The real fight over fast track begins now. The Senate was expected to easily pass it when it came up earlier this week, yet we were able to hold it back with Tuesday's surprise win on the filibuster. This shows that there is strength in the coalition that has formed to stop this, even while the news media has largely kept it under wraps.

The actions this week forced news coverage, and across the country a lot of busy people are starting to notice. "Wait, there's a huge trade bill in the Congress? What? Why is this the first I have heard of this?"

At the same time, many conservative Republicans are concerned about fast tracking TPP. The Drudge Report is running anti-fast track headlines daily. Several of the GOP presidential candidates are opposing fast track. Old-style conservatives like Pat Buchanan understand the damage that enormous, humongous and ongoing trade deficits are inflicting on the country.

Take a look at Buchanan's recent "On a Fast Track to National Ruin": "Who benefits more if we get access to Vietnam's market, which is 1 percent of ours, while Hanoi gets access to a U.S. market that is 100 times the size of theirs?"

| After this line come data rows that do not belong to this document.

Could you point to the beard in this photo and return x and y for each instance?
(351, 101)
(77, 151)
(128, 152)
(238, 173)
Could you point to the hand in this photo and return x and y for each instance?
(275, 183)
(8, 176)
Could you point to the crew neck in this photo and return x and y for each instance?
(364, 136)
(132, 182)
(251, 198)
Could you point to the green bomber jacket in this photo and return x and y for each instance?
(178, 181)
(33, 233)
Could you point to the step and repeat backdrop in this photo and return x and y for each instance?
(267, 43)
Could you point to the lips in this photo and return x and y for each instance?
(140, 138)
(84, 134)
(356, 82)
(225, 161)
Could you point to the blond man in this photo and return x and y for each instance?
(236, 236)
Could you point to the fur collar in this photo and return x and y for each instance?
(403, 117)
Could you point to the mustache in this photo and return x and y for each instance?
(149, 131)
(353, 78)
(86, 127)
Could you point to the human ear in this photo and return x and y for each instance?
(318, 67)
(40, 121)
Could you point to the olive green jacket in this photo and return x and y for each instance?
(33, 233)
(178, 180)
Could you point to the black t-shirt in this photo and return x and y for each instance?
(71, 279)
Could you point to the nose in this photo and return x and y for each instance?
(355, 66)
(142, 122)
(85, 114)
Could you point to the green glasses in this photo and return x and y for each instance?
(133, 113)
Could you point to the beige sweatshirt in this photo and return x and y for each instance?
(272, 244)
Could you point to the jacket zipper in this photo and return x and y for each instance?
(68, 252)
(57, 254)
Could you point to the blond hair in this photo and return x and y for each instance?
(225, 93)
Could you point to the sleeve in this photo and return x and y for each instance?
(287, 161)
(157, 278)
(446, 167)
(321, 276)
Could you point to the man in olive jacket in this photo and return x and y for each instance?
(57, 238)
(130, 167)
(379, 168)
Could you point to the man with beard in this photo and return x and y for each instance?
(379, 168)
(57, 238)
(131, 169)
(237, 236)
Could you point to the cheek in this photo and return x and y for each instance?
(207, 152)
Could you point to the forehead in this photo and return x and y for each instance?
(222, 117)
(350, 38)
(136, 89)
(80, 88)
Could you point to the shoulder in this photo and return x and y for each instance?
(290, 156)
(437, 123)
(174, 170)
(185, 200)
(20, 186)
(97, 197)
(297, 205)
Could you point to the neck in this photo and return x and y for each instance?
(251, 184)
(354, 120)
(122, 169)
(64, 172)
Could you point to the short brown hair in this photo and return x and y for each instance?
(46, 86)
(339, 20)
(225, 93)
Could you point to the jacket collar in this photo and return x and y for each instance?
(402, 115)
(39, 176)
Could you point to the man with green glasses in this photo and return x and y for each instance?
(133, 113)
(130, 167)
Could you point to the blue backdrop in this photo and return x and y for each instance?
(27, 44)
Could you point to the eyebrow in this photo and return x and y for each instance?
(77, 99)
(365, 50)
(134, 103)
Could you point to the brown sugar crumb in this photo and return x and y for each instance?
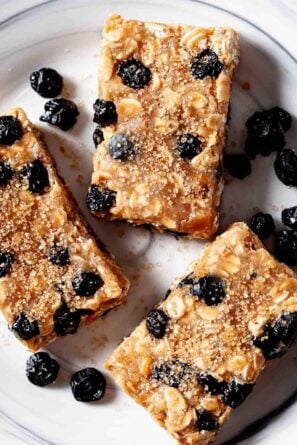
(164, 138)
(53, 275)
(199, 352)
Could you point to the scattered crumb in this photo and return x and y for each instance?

ALso see Phyllis Schlafly, "Let's Get On a Pro-American Track":

"Congress, led by Sen. Mitch McConnell (R-KY) and Speaker John Boehner (R-OH), is preparing to betray American workers, and the grassroots should rise up and say, "No, you don't." The secretive underhanded deal is called Fast Track, and that's an appropriate title because, indeed, it puts Americans on a fast track to lower wages and fewer available jobs."

It is still possible to kill fast track in the House if we can get enough Democrats to hold steady against it, in spite of the "goodies" the Obama administration and corporations are offering. Stay at it, let friends and family know about these trade bills, and keep the pressure on your own member of Congress.